Architecture¶
Core Idea¶
metaharness optimizes executable harnesses by keeping the outer loop simple and making the filesystem the source of truth.
This package is inspired by the Meta Harness paper and is an unofficial implementation of the core outer-loop ideas from that work.
Each run:
- materializes a baseline candidate
- asks a proposer backend to mutate the workspace
- validates the result
- evaluates the result
- stores everything on disk
Design Influences¶
Three influences are especially important for understanding why the library looks the way it does:
- the Meta Harness paper, which motivated treating executable harness code as the optimization target
- GEPA, which was useful as a reference point for packaging reusable optimization tooling
- Autoresearch by Andrej Karpathy, which influenced the focus on explicit experiment loops, keep or discard outcomes, and constrained mutable scope
Main Components¶
Optimization Engine¶
The engine coordinates the loop and picks the best candidate based on the objective score.
Key file:
src/metaharness/core/engine.py
Run Store¶
The filesystem run store creates candidate workspaces, captures a compact environment bootstrap, enforces any configured write-scope allowlist, writes manifests, stores proposal output, and records diffs.
Key file:
src/metaharness/store/filesystem.py
Proposer Backends¶
A proposer backend is the system that edits the candidate workspace.
Current backends:
CodexExecBackendFakeBackendGeminiCliBackendPiCliBackend
Key files:
src/metaharness/proposer/codex_exec.pysrc/metaharness/proposer/fake.pysrc/metaharness/proposer/gemini_cli.pysrc/metaharness/proposer/pi_cli.py
Coding Tool Integration¶
This integration turns coding-agent instruction files and helper scripts into an optimization target with deterministic task scoring.
Key files:
src/metaharness/integrations/coding_tool/config.pysrc/metaharness/integrations/coding_tool/runtime.py
Run Layout¶
Every run is stored on disk.
Typical shape:
runs/<run_id>/
run_config.json
indexes/
leaderboard.json
candidates/
c0000/
manifest.json
workspace/
validation/result.json
evaluation/result.json
c0001/
manifest.json
workspace/
.metaharness/
AGENTS.md
bootstrap/
summary.md
snapshot.json
experience/
proposal/
prompt.txt
result.json
events.json
workspace.diff
workspace_changes.json
validation/result.json
evaluation/result.json
Each candidate manifest records whether the proposal was applied, whether validation passed, the objective score, and the explicit candidate outcome.
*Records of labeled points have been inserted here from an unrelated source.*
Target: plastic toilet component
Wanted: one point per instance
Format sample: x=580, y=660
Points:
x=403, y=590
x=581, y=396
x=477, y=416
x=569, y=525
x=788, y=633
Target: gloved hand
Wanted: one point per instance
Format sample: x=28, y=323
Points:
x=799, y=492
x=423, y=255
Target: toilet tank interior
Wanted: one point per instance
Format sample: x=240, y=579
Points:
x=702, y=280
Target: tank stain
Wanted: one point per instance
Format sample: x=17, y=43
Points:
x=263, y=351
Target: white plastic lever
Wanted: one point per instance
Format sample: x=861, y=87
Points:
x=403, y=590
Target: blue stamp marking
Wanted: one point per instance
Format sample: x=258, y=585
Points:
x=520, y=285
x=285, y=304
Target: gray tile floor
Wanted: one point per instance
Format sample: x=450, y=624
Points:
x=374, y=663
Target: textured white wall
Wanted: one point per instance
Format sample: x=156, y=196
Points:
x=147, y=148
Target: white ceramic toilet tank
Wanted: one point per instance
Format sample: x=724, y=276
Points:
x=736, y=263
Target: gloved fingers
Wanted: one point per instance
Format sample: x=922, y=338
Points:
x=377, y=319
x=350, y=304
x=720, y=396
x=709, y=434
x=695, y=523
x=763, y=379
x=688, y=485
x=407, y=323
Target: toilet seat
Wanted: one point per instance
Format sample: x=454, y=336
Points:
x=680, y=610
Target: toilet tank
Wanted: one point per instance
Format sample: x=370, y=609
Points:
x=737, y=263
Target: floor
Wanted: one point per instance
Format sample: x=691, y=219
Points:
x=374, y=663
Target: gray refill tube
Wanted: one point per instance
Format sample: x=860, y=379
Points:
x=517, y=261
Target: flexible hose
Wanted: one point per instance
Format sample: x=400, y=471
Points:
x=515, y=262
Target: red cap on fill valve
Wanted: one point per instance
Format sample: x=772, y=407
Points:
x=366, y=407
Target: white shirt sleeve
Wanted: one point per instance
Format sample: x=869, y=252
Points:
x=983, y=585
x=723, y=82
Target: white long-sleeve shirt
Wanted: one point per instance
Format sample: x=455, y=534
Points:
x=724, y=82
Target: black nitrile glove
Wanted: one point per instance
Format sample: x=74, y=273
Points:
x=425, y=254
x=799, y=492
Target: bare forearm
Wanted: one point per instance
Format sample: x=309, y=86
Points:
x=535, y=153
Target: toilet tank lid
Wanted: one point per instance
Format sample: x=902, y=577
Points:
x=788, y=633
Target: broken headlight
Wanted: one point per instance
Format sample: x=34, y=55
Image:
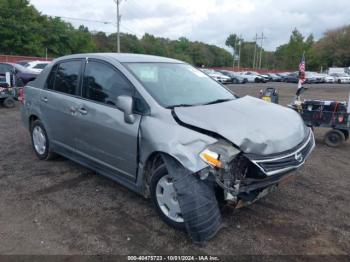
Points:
x=219, y=154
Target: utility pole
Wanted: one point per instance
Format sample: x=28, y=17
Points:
x=262, y=40
x=239, y=52
x=255, y=44
x=117, y=2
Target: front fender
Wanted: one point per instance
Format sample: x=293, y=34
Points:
x=165, y=135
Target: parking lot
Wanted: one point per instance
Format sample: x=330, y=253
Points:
x=59, y=207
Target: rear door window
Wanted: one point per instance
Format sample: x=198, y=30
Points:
x=67, y=77
x=103, y=83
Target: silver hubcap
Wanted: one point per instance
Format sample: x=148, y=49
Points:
x=167, y=199
x=39, y=140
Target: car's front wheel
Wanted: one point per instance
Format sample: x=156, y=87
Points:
x=40, y=141
x=164, y=198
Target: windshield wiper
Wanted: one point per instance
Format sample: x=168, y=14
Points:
x=218, y=101
x=179, y=105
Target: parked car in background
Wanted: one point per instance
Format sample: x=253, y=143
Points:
x=216, y=75
x=253, y=77
x=291, y=78
x=327, y=78
x=313, y=78
x=236, y=78
x=283, y=75
x=274, y=77
x=266, y=77
x=167, y=131
x=23, y=62
x=37, y=66
x=22, y=74
x=341, y=78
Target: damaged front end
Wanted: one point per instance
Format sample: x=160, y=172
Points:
x=245, y=178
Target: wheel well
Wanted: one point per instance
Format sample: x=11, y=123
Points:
x=152, y=163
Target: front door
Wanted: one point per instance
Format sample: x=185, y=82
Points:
x=58, y=102
x=104, y=137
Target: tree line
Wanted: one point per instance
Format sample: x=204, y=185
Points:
x=25, y=31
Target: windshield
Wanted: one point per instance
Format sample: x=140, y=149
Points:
x=23, y=69
x=173, y=84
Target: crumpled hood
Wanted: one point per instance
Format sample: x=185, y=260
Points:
x=256, y=126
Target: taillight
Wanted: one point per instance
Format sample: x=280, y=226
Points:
x=21, y=95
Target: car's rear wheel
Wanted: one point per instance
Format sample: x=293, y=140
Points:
x=164, y=198
x=40, y=141
x=334, y=138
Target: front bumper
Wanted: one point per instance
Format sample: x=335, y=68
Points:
x=286, y=161
x=249, y=175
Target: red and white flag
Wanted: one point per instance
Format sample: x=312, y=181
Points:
x=302, y=78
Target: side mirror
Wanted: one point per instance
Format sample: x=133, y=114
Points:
x=125, y=104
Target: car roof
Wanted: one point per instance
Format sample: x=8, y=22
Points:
x=125, y=57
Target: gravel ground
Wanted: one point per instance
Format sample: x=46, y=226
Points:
x=59, y=207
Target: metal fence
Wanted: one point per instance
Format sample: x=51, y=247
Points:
x=16, y=58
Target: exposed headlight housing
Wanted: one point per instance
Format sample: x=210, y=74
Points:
x=219, y=154
x=211, y=158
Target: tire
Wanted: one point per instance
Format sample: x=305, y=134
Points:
x=9, y=102
x=334, y=138
x=346, y=134
x=159, y=176
x=40, y=141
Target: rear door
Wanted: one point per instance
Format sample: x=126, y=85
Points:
x=59, y=101
x=105, y=139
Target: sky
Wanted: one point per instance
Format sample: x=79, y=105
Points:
x=209, y=21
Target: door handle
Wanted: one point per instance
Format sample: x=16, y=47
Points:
x=72, y=109
x=82, y=111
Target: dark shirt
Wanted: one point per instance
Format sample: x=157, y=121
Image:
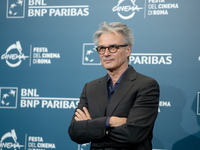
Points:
x=111, y=90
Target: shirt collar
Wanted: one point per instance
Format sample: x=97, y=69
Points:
x=109, y=78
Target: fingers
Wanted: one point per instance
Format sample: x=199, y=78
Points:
x=86, y=112
x=80, y=115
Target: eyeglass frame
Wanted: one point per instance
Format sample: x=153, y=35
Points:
x=117, y=47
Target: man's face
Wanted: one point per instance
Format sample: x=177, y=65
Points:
x=114, y=61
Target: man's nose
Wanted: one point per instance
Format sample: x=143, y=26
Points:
x=107, y=52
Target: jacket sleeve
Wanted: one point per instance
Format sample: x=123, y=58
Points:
x=86, y=131
x=140, y=120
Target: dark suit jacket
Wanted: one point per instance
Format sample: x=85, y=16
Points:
x=136, y=97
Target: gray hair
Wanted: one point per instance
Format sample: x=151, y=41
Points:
x=115, y=27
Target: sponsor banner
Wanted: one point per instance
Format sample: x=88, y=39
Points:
x=43, y=8
x=85, y=146
x=14, y=55
x=160, y=7
x=127, y=9
x=90, y=55
x=15, y=9
x=8, y=97
x=38, y=55
x=10, y=141
x=151, y=58
x=31, y=99
x=41, y=55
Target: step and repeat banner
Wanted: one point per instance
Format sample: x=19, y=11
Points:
x=47, y=55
Why Filesystem First Matters¶
This design makes the system useful for real engineering work:
- proposals are concrete file edits
- failures are inspectable after the run
- diffs can be reviewed by humans
- environment facts are captured before the agent starts editing
- candidate outcomes such as
keep,discard,crash,timeout,no-change, andscope-violationare recorded explicitly - evaluation artifacts are easy to archive
- the optimization history can be re-used by future iterations
- reporting can export both run comparisons and per-candidate ledgers as TSV or JSON
- experiment matrices can aggregate repeated trials across benchmarks, backends, budgets, and models
How A Coding Tool Project Is Evaluated¶
The coding-tool integration uses two types of tasks:
file_phrasecheckscommandchecks
This lets you score both instruction quality and executable workflow behavior.
Examples:
- require specific repository safety guidance in
AGENTS.md - require context handoff guidance in
GEMINI.md - require
scripts/bootstrap.shto build a working environment - require
scripts/test.shto pass a deterministic test suite
Projects can also set allowed_write_paths in metaharness.json so only specific files or directories are mutable during optimization.
What The Current OSS Version Focuses On¶
The current package is strongest when the target under optimization is:
- instruction files
- helper scripts
- benchmark harness code
- routing or workflow glue code
It is not trying to be a full paper reproduction of every benchmark domain yet. It is trying to be a practical and reusable outer-loop harness optimization library.